In this
note we will use five real life examples to demonstrate data layout
transforms using the cdata
R
package. The
examples for this note are all demo-examples from tidyr:demo/
(current when we shared
this note on 2019-04-27, removed
2019-04-28), and are mostly based on questions posted to
StackOverflow. They represent a good cross-section of data layout
problems, so they are a good set of examples or exercises to work
through.
For each of these examples we will show how to re-layout data using
cdata
.
Each of these five problems will be solved using the same steps:
Examine example input data and desired result data.
Check if either the incoming or outgoing data format is in “row-record” format: is all the data for a single record contained in one row? This determines which data layout transform specification you will use:
rowrecs_to_blocks_spec()
: To specify data moving from
single rows to arbitrary “block-shaped” recordsblocks_to_rowrecs_spec()
: To specify data moving from
block records to single rowslayout_specification()
: To specify data moving one
shape of general block record to another block record.Identify which columns form the record ids (group sets of rows into records), which we call the “record keys.”
Draw the shape of the incoming record without the record key columns.
Draw the shape of the outgoing record without the record key columns.
Combine the above information as one of the above data layout transform specifications.
Print the layout transform to confirm it is what you want.
Apply the layout transform.
This may seem like a lot of steps, but it is only because we are
taking the problems very slowly. The important point is that we want to
minimize additional problem solving when applying the
cdata
methodology. Usually when you need to transform data
you are in the middle of some other more important task, so you want to
delegate the details of how the layout transform is implemented. With
cdata
the user is not asked to perform additional puzzle
solving to guess a sequence of operators that may implement the desired
data layout transform. The cdata
solution pattern is always
the same, which can help in mastering it.
With cdata
, record layout transforms are simple
R
objects with detailed print()
methods- so
they are convenient to alter, save, and re-use later. The record layout
transform also documents the expected columns and constants of the
incoming data.
We will work some examples with the hope that practice brings familiarity. We have some notes on how to graphically solve exercise like this here and here, but let’s dive into working the exercises.

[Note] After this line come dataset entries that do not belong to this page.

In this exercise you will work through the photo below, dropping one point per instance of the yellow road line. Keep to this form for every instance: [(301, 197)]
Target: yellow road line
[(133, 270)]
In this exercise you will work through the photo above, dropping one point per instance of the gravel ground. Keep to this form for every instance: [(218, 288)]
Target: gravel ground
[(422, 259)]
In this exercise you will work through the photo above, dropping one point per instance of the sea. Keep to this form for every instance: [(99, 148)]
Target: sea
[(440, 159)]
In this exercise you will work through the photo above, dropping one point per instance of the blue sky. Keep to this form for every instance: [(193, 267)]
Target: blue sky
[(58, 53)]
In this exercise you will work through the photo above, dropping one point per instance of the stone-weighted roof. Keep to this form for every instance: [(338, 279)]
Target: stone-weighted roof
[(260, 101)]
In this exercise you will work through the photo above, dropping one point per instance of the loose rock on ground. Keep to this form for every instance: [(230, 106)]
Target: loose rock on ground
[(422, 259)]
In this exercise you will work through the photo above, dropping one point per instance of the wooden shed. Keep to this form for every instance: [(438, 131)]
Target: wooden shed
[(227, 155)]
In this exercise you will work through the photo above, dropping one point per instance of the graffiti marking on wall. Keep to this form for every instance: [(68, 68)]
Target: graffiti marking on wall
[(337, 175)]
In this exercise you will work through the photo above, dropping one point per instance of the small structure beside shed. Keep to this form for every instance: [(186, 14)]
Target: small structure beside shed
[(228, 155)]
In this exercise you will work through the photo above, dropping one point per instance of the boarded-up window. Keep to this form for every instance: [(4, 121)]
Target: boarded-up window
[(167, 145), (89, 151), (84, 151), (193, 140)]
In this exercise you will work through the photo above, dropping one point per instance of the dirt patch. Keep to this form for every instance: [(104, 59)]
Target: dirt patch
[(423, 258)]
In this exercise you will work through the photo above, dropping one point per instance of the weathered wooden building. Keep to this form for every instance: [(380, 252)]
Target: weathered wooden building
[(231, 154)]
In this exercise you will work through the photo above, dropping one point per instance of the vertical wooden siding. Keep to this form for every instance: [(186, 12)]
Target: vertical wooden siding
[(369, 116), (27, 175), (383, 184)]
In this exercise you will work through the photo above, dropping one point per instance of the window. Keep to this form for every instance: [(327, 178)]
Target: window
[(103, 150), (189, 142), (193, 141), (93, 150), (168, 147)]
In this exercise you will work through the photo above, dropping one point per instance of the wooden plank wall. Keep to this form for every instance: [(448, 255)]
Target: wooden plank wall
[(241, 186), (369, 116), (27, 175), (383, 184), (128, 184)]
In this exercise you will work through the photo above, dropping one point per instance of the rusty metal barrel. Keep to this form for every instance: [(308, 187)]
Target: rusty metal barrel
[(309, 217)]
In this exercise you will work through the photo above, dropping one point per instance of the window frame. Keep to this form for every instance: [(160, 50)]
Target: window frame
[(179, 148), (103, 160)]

(From: tidyr:demo/dadmom.R.)
From https://stats.oarc.ucla.edu/stata/modules/reshaping-data-wide-to-long/ we can get get a copy of the data and the question or “transform ask”:
# convert from this format
dadmomw <- wrapr::build_frame(
"famid" , "named", "incd", "namem", "incm" |
1 , "Bill" , 30000 , "Bess" , 15000 |
2 , "Art" , 22000 , "Amy" , 18000 |
3 , "Paul" , 25000 , "Pat" , 50000 )
# to this format
dadmomt <- wrapr::build_frame(
"famid" , "dadmom", "name", "inc" |
1 , "d" , "Bill", 30000 |
1 , "m" , "Bess", 15000 |
2 , "d" , "Art" , 22000 |
2 , "m" , "Amy" , 18000 |
3 , "d" , "Paul", 25000 |
3 , "m" , "Pat" , 50000 )
Each incoming record represents a family, and is designated by the
record key famid
. The data starts with each record in a
single row (a row record):
famid | named | incd | namem | incm |
---|---|---|---|---|
1 | Bill | 30000 | Bess | 15000 |
So we are going from a row record to a general block record: this
means we want to use rowrecs_to_blocks_spec()
, and we only
have to describe the outgoing record shape.
library("cdata")
# identify the record key
recordKeys <- "famid"
# specify the outgoing record shape
outgoing_record <- wrapr::qchar_frame(
"dadmom" , "name", "inc" |
"d" , named , incd |
"m" , namem , incm )
Notice we take the column names from the incoming row-record and use
them as cell-names in the outgoing record; this is how we show where the
data goes. In specifying the record with
wrapr::qchar_frame()
, we use the convention that quoted
entities are values we know (values that specify column names, or keys
that describe the interior of the block record structure), and un-quoted
entities are values we expect to be in the record.
outgoing_record
is just a data.frame
, you
can create it however you like – you don’t need to use
qchar_frame()
.
Now create the layout specification, and print it.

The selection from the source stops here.